As várias propostas de fuga para o estrangeiro são recusadas por Marie, que clama sua inocência. O próprio Dumas, amigo da família, propusera à jovem órfã (Marie perdera os pais quando ainda menina, ficando a cargo de uma tia) que o deixasse levá-la para Paris: “Ofereci-me para raptá-la naquela mesma noite. Eu falava seriamente e o teria feito, certo de estar agindo em prol da sua felicidade e, conseqüentemente, de acordo com a Providência. Teria você se tornado cantora, atriz trágica ou literata? Não sei. (...) Com certeza teria sido algo grande, distinto, fora de série!”. Marie não foge e nada mais lhe resta senão escrever suas Reflexões e recordações, as quais, por sinal, Dumas cita várias vezes em sua narrativa. Triste é o destino das mulheres que não se adaptam a seu tempo, opina o escritor.

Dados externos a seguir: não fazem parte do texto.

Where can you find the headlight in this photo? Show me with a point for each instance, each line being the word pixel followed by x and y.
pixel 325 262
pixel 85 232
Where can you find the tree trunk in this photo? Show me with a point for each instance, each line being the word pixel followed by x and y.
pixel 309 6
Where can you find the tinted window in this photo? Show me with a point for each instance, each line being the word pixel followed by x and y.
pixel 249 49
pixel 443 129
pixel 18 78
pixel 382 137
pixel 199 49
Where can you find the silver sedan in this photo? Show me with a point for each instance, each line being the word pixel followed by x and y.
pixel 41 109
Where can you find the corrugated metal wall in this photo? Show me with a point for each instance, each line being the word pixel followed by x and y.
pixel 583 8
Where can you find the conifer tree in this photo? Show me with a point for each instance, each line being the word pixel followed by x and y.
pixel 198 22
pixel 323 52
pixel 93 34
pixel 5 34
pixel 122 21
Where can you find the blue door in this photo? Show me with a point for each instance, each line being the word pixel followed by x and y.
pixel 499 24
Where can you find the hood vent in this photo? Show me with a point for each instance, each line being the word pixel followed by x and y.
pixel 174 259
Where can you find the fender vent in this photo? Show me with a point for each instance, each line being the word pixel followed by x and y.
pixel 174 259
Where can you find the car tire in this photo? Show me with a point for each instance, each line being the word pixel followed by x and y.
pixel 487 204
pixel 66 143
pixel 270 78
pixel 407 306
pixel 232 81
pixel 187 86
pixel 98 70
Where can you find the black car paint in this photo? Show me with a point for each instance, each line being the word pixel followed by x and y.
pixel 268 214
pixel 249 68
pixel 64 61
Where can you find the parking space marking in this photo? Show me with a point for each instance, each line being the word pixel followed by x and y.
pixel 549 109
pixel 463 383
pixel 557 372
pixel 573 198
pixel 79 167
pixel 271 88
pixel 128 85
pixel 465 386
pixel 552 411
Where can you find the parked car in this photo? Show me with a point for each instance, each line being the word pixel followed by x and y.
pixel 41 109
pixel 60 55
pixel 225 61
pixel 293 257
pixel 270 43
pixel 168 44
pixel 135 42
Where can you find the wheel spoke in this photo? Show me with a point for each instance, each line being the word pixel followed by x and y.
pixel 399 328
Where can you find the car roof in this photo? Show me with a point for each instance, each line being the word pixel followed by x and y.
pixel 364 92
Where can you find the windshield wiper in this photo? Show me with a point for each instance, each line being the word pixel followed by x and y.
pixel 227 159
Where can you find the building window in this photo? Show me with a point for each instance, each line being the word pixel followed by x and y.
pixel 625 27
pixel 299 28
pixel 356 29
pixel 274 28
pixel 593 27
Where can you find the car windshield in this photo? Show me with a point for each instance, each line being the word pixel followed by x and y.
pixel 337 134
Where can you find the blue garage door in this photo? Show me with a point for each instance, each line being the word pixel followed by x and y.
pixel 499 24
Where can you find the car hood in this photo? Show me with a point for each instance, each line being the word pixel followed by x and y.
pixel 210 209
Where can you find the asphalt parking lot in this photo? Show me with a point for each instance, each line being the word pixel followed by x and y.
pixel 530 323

Enquanto espera pelo indulto que o novo imperador talvez lhe dê, instado pelos esforços do próprio Dumas e após superar os maus-tratos que lhe são infligidos na prisão à custa de sua própria saúde, Marie lê, lê “como quem tenha feito da crença na ficção a chave do funcionamento do real”, dirá Ricardo Piglia no seu O último leitor.

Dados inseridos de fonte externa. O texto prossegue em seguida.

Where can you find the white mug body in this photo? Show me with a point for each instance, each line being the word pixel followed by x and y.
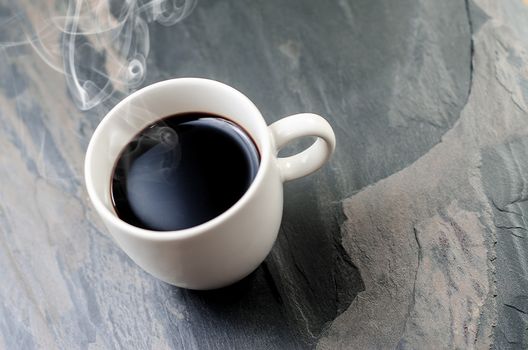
pixel 230 246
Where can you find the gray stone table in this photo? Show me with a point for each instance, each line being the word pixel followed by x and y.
pixel 414 236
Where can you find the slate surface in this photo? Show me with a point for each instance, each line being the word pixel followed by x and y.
pixel 413 236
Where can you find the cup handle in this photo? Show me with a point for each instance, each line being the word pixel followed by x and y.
pixel 312 158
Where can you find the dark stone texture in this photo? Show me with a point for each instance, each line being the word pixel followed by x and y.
pixel 413 236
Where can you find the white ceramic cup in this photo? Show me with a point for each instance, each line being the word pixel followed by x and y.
pixel 230 246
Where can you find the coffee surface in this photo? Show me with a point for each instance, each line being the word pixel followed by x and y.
pixel 182 171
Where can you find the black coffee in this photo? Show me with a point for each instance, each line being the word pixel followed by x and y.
pixel 182 171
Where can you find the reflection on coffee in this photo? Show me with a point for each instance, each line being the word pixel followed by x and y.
pixel 182 171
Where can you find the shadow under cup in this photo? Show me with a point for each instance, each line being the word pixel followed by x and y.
pixel 220 251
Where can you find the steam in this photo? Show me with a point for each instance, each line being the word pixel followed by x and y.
pixel 100 46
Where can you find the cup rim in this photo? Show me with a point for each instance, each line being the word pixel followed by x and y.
pixel 109 216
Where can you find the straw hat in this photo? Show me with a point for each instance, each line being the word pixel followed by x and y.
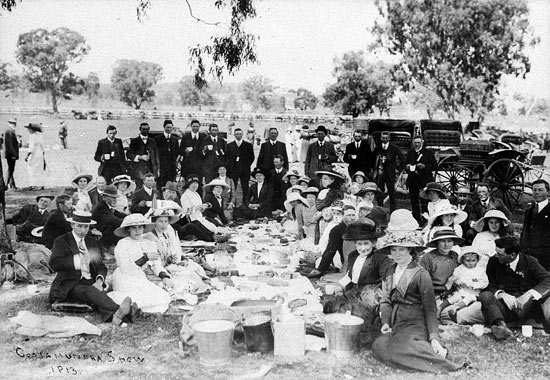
pixel 367 187
pixel 294 197
pixel 172 217
pixel 402 220
pixel 81 217
pixel 216 182
pixel 125 178
pixel 445 208
pixel 361 231
pixel 445 233
pixel 133 220
pixel 433 186
pixel 491 214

“É preciso ter sido privado de livros para sentir o preço dessa doce companhia, sempre variada, sempre renovada, sempre em uníssono com a corda vibrante de nosso espírito”, escreve Marie. E o que ela lê? Pascal, “o suave agrimensor da dúvida e da fé”; depois Bossuet, “o cronista inspirado dos segredos de Deus”; depois ainda Fénelon, “ a alma de apóstolo e de santo”; Madame de Sévigné, com “o inesgotável gênio de seu amor de mãe”, e enfim Corneille, Racine, Montaigne, La Fontaine, Molière. Em sua clausura vive da lembrança dos livros que carrega em sua memória.

E se ela tivesse tentado fugir?, pergunta-se o leitor, enquanto ainda tenta dirimir a dúvida que lhe ficou quanto à sua culpabilidade. Será que não teria conseguido talvez contornar a sorte que coube às suas contemporâneas literárias, Anna Kariênina e Emma Bovary? Talvez só George Sand, com suas self-made-women (quem, de sua geração, não torceu pela Pequena Fadette?), teria podido dar uma visão mais otimista do que a do romântico Dumas quanto ao destino de suas heroínas.